1.47Cr-9.16Co-15.16W-1.93Mo-1.70Nb-5.52Al-1.21Ti-0.008C-0.019B-0.091Z r-residual Ni (mass percent);

(3) the endurance life of the test alloy under the conditions of 1100 ℃ and 118MPa stress is 35.0 h;

(4) because of the low carbon content, no macrosegregation, harmful phase precipitation and local severe oxidation zone are found in the alloy.

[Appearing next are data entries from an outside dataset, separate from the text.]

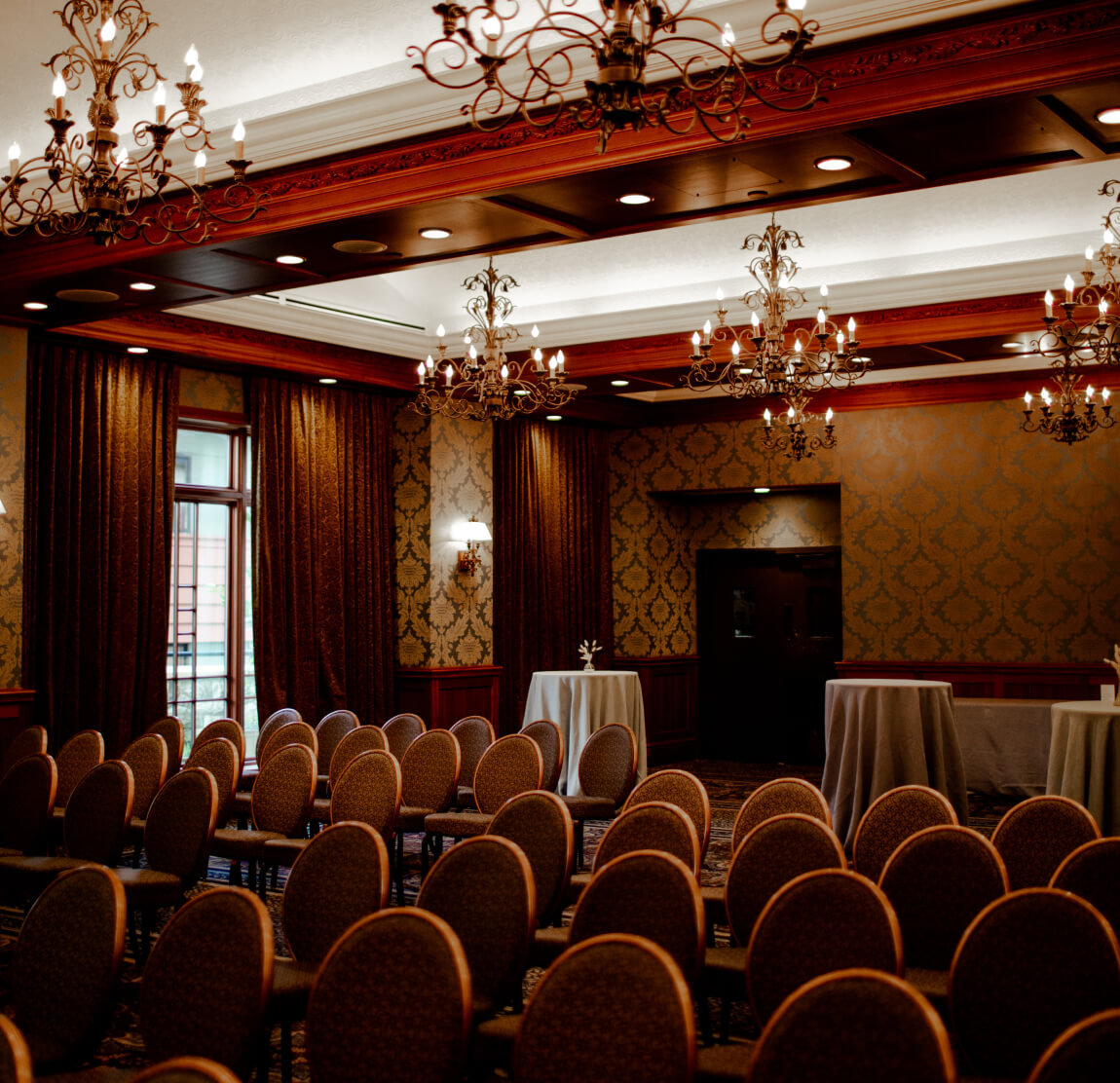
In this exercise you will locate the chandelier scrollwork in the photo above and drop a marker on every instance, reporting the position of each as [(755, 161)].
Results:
[(702, 76), (93, 183), (487, 385)]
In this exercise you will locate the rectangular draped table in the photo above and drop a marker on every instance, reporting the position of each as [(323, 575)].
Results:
[(579, 702), (885, 732)]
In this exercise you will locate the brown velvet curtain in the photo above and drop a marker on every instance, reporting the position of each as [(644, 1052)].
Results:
[(99, 499), (323, 605), (551, 552)]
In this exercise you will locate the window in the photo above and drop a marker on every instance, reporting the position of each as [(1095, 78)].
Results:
[(209, 653)]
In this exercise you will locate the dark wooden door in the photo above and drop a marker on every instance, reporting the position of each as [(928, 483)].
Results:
[(769, 635)]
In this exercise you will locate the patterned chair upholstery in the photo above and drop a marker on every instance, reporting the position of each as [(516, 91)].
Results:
[(1089, 1050), (606, 769), (776, 851), (539, 822), (1036, 836), (775, 799), (29, 741), (484, 889), (891, 819), (547, 734), (855, 1024), (938, 880), (177, 840), (65, 966), (401, 730), (1030, 964), (219, 756), (206, 985), (475, 734), (629, 1006), (27, 797), (170, 729), (281, 804), (1093, 873), (402, 972), (340, 877)]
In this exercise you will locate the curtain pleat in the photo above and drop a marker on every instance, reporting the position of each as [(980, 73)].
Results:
[(101, 492), (322, 550), (552, 584)]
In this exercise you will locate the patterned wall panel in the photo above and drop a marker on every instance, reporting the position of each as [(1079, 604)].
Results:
[(963, 539), (13, 429)]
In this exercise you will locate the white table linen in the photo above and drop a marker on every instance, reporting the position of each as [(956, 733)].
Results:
[(579, 702), (885, 732)]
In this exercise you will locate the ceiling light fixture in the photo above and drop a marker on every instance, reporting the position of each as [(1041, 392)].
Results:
[(767, 357), (94, 184), (485, 383), (525, 73)]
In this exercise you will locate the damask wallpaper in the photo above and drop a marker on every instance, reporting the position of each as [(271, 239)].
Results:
[(441, 474), (13, 432), (963, 538)]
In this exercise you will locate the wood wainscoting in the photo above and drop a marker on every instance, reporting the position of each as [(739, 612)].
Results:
[(443, 694), (994, 680), (669, 691)]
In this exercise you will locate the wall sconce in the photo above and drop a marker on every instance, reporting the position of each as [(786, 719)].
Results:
[(471, 532)]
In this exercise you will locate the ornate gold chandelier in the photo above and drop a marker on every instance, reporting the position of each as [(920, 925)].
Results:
[(702, 77), (768, 356), (95, 184), (486, 385)]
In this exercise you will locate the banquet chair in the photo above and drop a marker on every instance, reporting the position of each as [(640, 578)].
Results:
[(776, 851), (28, 741), (206, 985), (170, 728), (1090, 1050), (1036, 836), (853, 1024), (368, 792), (1030, 964), (429, 776), (509, 766), (363, 739), (340, 878), (281, 804), (93, 829), (391, 1002), (938, 880), (606, 770), (177, 839), (546, 733), (681, 789), (27, 797), (775, 799), (65, 966), (218, 755), (401, 730), (484, 889), (147, 756), (539, 822), (1093, 873), (475, 734), (891, 819), (613, 1007)]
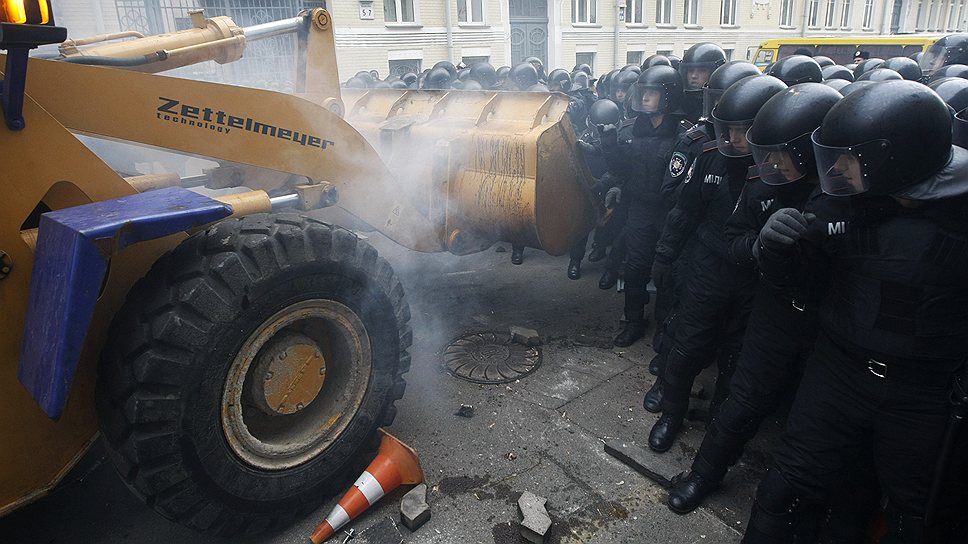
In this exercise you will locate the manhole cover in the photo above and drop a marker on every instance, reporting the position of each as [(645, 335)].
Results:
[(490, 357)]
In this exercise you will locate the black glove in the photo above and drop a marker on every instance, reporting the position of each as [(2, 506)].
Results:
[(609, 135), (613, 197), (661, 274), (784, 228)]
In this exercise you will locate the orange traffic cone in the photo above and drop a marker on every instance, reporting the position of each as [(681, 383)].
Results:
[(396, 464)]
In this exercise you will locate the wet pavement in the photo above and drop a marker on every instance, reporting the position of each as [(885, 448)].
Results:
[(543, 433)]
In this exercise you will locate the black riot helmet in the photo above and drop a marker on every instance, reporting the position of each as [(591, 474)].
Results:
[(657, 91), (908, 68), (867, 66), (559, 80), (880, 74), (449, 66), (796, 69), (951, 70), (655, 60), (698, 64), (523, 76), (951, 49), (733, 115), (954, 92), (722, 78), (836, 84), (780, 135), (438, 78), (837, 72), (619, 84), (860, 148), (484, 73), (604, 112), (824, 61)]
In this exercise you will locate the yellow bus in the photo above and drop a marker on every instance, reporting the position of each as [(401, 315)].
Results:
[(841, 49)]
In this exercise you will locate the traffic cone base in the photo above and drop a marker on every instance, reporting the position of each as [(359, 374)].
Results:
[(396, 463)]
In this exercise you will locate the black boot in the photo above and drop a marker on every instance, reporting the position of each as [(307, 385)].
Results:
[(609, 277), (633, 331), (598, 253), (517, 255), (653, 397), (574, 269), (664, 432), (689, 492)]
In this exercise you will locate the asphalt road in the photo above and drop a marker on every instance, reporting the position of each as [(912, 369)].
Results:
[(543, 433)]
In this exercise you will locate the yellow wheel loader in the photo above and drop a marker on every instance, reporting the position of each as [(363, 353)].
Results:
[(236, 354)]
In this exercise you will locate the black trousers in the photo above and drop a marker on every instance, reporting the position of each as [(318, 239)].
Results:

And because the alloy does not contain noble metal elements such as Ta, Hf and the like, the alloy cost is obviously reduced.

Claims (1)

1. A method for testing the macrosegregation tendency of high-temperature alloy for a large isothermal forging die is characterized by comprising the following steps: the method comprises the following steps:

step one, performing metallographic polishing on a cut large isothermal forging die by using a nickel-based high-temperature alloy sample;

step two, placing the polished sample into a heating furnace, heating to 1100 ℃, preserving heat for 5-10min, and then discharging and cooling, wherein in the step, a macrosegregation area rich in harmful phases is displayed through high-temperature short-time oxidation;

thirdly, observing under a microscope at the magnification of 100-200 times, wherein the normal matrix region is flat, the surface of the macrosegregation region locally bulges and protrudes due to the oxidation resistance difference, and the macrosegregation region and the matrix boundary can crack, and the macrosegregation region can be conveniently and quickly determined by utilizing the characteristic;

analyzing the components of a macrosegregation area by adopting an electronic probe, wherein the macrosegregation area mainly contains refractory tungsten elements and carbon elements, and the contents of the elements are far higher than the average components of the elements in the alloy, and the component characteristics in the macrosegregation area are determined in the step;

fifthly, in order to further confirm the cause of the macrosegregation, the cut sample is heated to 1385 ℃ and then is quenched into water, and the main refractory elements tungsten and the element carbon in the alloy are distributed uniformly without macrosegregation;

and heating the sample to 1370 ℃, then quenching the sample into water, wherein the refractory element tungsten is inverse segregation, the content of the refractory element tungsten in interdendritic and postsolidification regions is lower than the average content of the refractory element tungsten in the alloy, the element carbon is positive segregation, the concentration of interdendritic and postsolidification liquid phases is increased, the interdendritic and postsolidification liquid phases are easy to form tungsten-rich carbide, the density of the tungsten-rich carbide phase is 35% higher than that of an alloy matrix, the tungsten-rich carbide phase is precipitated in the melt to form macro-segregation in a phase form, and finally the macro-segregation caused by the compound formed by the tungsten after the carbon segregation is proved to be the cause of the macro-segregation.